Hizo una inspiración profunda.


—Ahora bien, si tú puedes soportar un poco de temperamento artístico, yo puedo tolerar tu temperamento explosivo.


—¡Mi temperamento explosivo! —exclamó ella, confirmando así a la perfección la descripción de Pedro. Había caído en la trampa, y él se echó a reír.


Avergonzada, Paula se unió a su risa, después se dejó caer sobre él y dijo:
—No, no eres como Samuel. Y ahora confío en ti. —Su corazón saltaba de gozo, pero ella debía aclarar todas las dudas y los... fantasmas.


Pedro, ¿qué me dices de Susana?


—¿Susana? —preguntó él, levantó la cabeza y la miró—. Pensé que me preguntarías sobre ella.—Suspiró.
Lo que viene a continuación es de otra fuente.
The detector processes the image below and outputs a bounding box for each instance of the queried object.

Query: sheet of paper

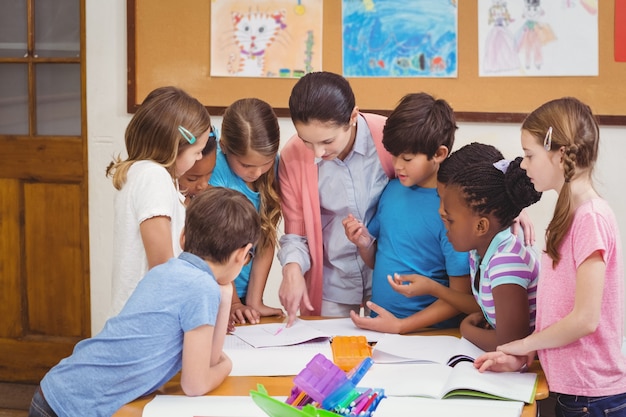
[142,395,287,417]
[372,334,459,364]
[233,320,330,348]
[306,317,385,343]
[224,335,333,376]
[374,397,524,417]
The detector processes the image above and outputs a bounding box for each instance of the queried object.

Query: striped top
[470,228,539,330]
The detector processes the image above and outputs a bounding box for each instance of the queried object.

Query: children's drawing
[211,0,322,77]
[483,0,520,72]
[343,0,458,77]
[478,0,598,76]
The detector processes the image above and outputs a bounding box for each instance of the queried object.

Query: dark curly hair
[437,142,541,228]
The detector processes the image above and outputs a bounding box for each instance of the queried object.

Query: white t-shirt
[111,161,185,316]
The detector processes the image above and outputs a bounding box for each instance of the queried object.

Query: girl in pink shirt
[475,98,626,416]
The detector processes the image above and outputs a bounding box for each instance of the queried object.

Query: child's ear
[476,217,489,236]
[433,145,450,163]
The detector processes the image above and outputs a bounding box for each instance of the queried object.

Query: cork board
[127,0,626,125]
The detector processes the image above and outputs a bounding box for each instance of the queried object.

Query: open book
[359,335,537,404]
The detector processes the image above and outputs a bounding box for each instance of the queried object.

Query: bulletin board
[127,0,626,125]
¡Dios, no!, gritó Paula en su interior.


Todavía la amas, ¿verdad? —preguntó, sorprendida de su propia temeridad.


Él la miró, espantado.


—¿Eso creías?


Ella asintió.


—La primera vez que me besaste, me dijiste que amabas a tu esposa.


—En tiempo pasado, sí. Es verdad. Cuando la conocí, yo la amaba profundamente. Nos divertíamos juntos, y nuestra vida sexual era más que satisfactoria.


Paula tuvo un ataque de celos, y debió de notársele. En la boca de Pedro apareció una leve sonrisa antes de que volviera a ponerse serio.


—Era linda y talentosa, pero no tenía un espíritu generoso; no tenía alma. Por mucho que odie confesarlo, era una mujer malcriada, egoísta y superficial. Su ambición me desorientó, porque me incluía también a mí. —Mientras hablaba, Pedro se sacó el abrigo y ayudó a Paula a quitarse el suyo.


—Virtualmente me obligó a aceptar el teleteatro en el que yo no quería actuar. No estaba dispuesta a sacrificarse y permitirme que siguiera estudiando. Quería casarse con una celebridad, como si eso valiera algo —dijo con amargura—. Pero le fascinaba esa vida de celebridad... y el baile. Cuando quedó embarazada, pensé que me iba a castrar. No había querido tomar píldoras anticonceptivas porque la hacían aumentar de peso, pero era culpa exclusivamente mía que hubiera quedado embarazada.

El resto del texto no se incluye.